Molto suggestiva è la discussione con l’amico Florian Christian Rang — il cui «spirito era attraversato dalla follia come un massiccio è solcato da forre», ricorderà Benjamin — di cui vengono riportate le lettere. Benjamin è colpito dalle riflessioni platoniche di Rang, dal suo interesse per le «idee», che collegano l’«assoluta unità dell’essere» e la molteplicità del reale. In una lettera del 9 dicembre 1923 gli scrive: «La tua fondamentale concezione mi ha veramente colpito. […] Il compito dell’interpretazione delle opere d’arte è questo: raccogliere la vita creaturale nell’idea». Un altro importante contributo di Rang — che influenza a fondo il capitolo Dramma barocco e tragedia — riguarda la teoria della tragedia, con l’idea di circolo che Rang introduce: circolo delle stelle e circolo del destino, che la tragedia greca, con l’agone che supera l’ordalia, ha la capacità di interrompere.

I Documenti si chiudono con due lettere a Hugo von Hofmannsthal — che aveva sostenuto la pubblicazione dell‘Origine del dramma barocco tedesco presso Rohwolt e aveva proposto a Benjamin di pubblicare sui «Neue deutsche Beiträge», la rivista da lui fondata, la parte sulla malinconia, come anticipazione del libro — del giugno e del dicembre 1925, e con una recensione al suo dramma La torre. Una lettera riguarda l’uso della metafora in Shakespeare e Calderón, l’altra lettera, di ben quattro pagine, risponde all’invito di Hofmannsthal perché scriva le sue impressioni su La torre. Sono pagine molto intense, strettamente connesse con il tema del Traurspiel e animate da un confronto con La vida es sueño: se in Calderón la decisione del sovrano di rinchiudere il figlio nella torre sin dalla nascita è legata al «diritto naturale e statale», in Hofmannsthal questo legame viene meno e «la violenza paterna e il martirio del principe sono chiamati per nome». E il Sigismondo della Torre è «creatura» in un senso molto più radicale del «cortigiano delle montagne» di Calderón, e in questo contesto rientra anche il motivo dell’organo, nella scena del terzo atto, perché «la musica ha sempre la funzione di far vibrare nel canto il suono lamentoso della voce umana, liberata dai vocaboli e dai significati».

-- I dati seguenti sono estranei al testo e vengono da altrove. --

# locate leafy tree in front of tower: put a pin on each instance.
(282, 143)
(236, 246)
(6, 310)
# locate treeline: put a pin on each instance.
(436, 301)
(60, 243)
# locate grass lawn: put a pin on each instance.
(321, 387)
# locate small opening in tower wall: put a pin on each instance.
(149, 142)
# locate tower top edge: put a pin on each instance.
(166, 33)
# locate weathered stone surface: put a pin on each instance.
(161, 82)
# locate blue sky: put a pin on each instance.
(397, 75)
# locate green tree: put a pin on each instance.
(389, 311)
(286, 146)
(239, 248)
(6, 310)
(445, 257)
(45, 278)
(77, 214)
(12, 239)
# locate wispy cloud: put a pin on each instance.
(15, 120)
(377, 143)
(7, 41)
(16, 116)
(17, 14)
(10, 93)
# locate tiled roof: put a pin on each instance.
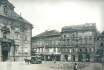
(48, 33)
(82, 26)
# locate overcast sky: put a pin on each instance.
(55, 14)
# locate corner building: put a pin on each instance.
(15, 34)
(78, 42)
(48, 45)
(99, 45)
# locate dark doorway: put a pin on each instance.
(87, 58)
(80, 57)
(5, 55)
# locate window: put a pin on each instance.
(54, 49)
(101, 44)
(85, 50)
(73, 50)
(4, 35)
(25, 38)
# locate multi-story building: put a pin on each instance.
(15, 33)
(78, 42)
(47, 44)
(99, 45)
(75, 43)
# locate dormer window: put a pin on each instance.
(17, 35)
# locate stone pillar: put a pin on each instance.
(62, 57)
(0, 53)
(12, 53)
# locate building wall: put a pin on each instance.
(78, 40)
(20, 30)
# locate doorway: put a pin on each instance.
(5, 55)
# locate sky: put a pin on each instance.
(55, 14)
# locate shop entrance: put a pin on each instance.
(5, 55)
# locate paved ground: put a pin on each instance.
(44, 66)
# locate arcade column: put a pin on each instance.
(0, 53)
(12, 53)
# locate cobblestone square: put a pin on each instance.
(45, 66)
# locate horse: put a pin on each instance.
(27, 60)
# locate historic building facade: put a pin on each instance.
(73, 43)
(48, 45)
(15, 33)
(78, 42)
(99, 45)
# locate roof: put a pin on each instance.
(11, 13)
(48, 33)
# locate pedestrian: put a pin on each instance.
(75, 66)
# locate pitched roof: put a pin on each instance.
(48, 33)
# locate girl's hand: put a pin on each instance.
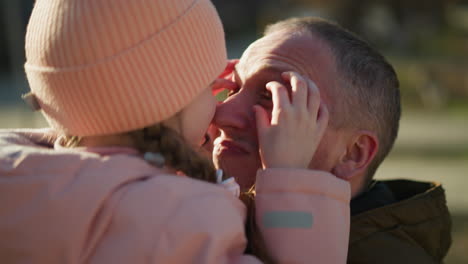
(224, 79)
(291, 137)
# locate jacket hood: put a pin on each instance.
(416, 227)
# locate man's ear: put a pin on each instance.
(359, 153)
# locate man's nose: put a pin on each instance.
(235, 113)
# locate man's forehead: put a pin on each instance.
(279, 52)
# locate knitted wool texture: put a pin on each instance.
(100, 67)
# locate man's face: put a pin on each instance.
(236, 148)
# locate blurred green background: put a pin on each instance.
(426, 41)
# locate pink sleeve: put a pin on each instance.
(303, 215)
(172, 219)
(211, 230)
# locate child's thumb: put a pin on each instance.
(262, 119)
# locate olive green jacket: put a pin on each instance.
(400, 221)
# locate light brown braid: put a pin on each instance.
(177, 153)
(255, 242)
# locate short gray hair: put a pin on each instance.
(368, 84)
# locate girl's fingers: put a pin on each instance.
(313, 98)
(322, 117)
(279, 95)
(298, 89)
(261, 117)
(229, 68)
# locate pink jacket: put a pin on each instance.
(70, 206)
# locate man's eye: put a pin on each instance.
(266, 95)
(233, 92)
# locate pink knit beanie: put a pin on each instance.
(106, 66)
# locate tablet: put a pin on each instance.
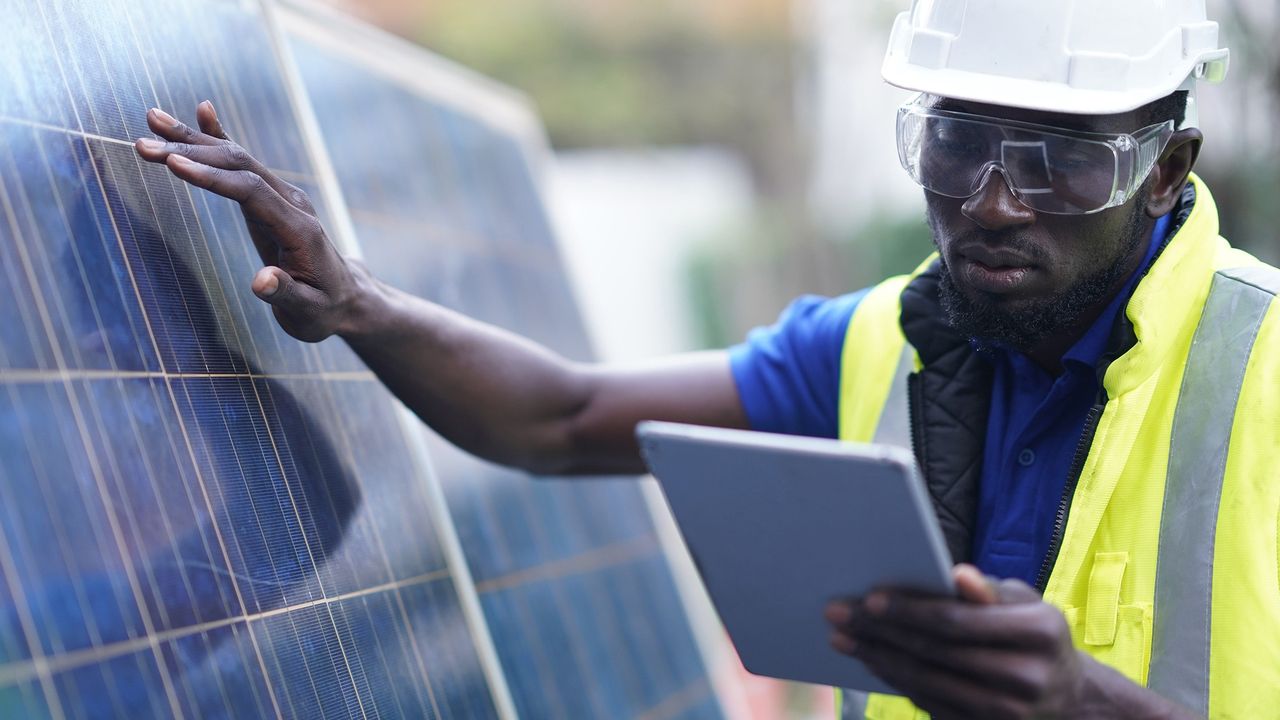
(778, 525)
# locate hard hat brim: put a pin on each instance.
(1018, 92)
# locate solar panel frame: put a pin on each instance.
(136, 659)
(511, 115)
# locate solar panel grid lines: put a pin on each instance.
(356, 643)
(443, 235)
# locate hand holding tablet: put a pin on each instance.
(781, 525)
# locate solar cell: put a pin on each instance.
(444, 200)
(201, 516)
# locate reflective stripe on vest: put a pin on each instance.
(895, 423)
(1238, 301)
(1234, 311)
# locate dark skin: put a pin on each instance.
(999, 650)
(993, 651)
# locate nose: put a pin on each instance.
(995, 206)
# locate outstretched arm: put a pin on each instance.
(489, 391)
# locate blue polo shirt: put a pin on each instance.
(789, 379)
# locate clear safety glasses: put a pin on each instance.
(1048, 169)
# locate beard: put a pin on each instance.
(979, 315)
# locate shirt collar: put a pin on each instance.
(1088, 350)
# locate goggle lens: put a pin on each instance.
(1047, 169)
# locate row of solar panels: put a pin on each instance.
(204, 518)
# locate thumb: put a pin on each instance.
(277, 287)
(973, 586)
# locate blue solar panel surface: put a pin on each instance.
(199, 515)
(574, 584)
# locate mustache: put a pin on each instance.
(1011, 240)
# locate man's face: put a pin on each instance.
(1016, 276)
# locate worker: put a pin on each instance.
(1088, 374)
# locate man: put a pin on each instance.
(1086, 372)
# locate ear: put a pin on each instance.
(1171, 171)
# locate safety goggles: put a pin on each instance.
(1048, 169)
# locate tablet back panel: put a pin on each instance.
(780, 525)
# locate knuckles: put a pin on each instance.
(237, 156)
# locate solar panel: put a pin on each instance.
(438, 171)
(199, 515)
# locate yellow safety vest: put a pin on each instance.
(1169, 564)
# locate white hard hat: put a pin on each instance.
(1080, 57)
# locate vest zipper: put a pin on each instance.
(1064, 505)
(915, 417)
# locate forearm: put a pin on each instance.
(490, 392)
(1109, 695)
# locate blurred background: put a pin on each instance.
(714, 159)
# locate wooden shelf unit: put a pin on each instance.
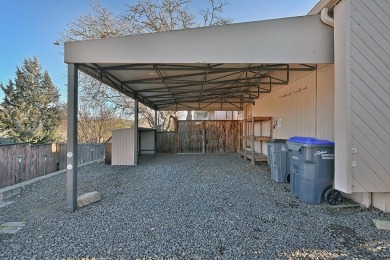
(252, 137)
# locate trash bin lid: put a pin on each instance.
(277, 141)
(310, 141)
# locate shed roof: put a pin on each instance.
(209, 68)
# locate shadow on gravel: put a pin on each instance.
(186, 207)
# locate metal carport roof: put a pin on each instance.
(211, 68)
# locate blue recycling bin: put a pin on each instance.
(311, 168)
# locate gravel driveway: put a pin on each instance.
(186, 207)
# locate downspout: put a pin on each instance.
(325, 18)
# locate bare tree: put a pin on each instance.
(143, 17)
(165, 118)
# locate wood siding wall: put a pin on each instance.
(305, 107)
(22, 162)
(370, 94)
(123, 147)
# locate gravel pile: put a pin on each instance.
(186, 207)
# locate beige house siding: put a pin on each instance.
(303, 108)
(362, 132)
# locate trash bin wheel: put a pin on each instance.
(333, 196)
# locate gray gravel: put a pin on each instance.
(186, 207)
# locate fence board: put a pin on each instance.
(32, 162)
(165, 142)
(216, 136)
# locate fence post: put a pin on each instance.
(20, 169)
(204, 136)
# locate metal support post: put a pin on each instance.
(71, 162)
(136, 143)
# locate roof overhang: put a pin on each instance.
(210, 68)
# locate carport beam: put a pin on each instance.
(71, 155)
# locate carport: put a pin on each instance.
(211, 68)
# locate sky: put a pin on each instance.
(29, 28)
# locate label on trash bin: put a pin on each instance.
(324, 155)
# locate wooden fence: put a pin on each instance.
(208, 136)
(22, 162)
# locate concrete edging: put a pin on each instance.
(14, 190)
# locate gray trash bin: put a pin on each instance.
(311, 168)
(278, 159)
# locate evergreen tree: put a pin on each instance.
(30, 111)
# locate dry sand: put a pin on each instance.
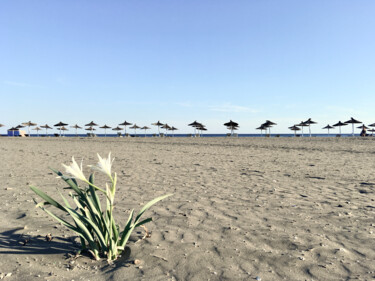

Questi Documenti, di lunghezza e di tenore molto diversi, ci introducono in pieno nel «cantiere» del Trauerspiel, così come Benjamin lo va pensando, nelle sue misteriose e fascinose ambivalenze. Perché il Trauerspiel è sì «dramma del lutto», prigioniero com’è della «luce opaca di Saturno», ma non c’è nessun Trauerspiel «puro», perché lo stile, nel senso dell’unità dei sentimenti è una prerogativa della tragedia: «si alternano in esso i più diversi sentimenti del comico, del terribile, dell’orrore e molti altriı». Così, in Shakespeare, «la frangia colorata del comico: Calibano, Ariele, l’uomo-animale e lo spirito elementare».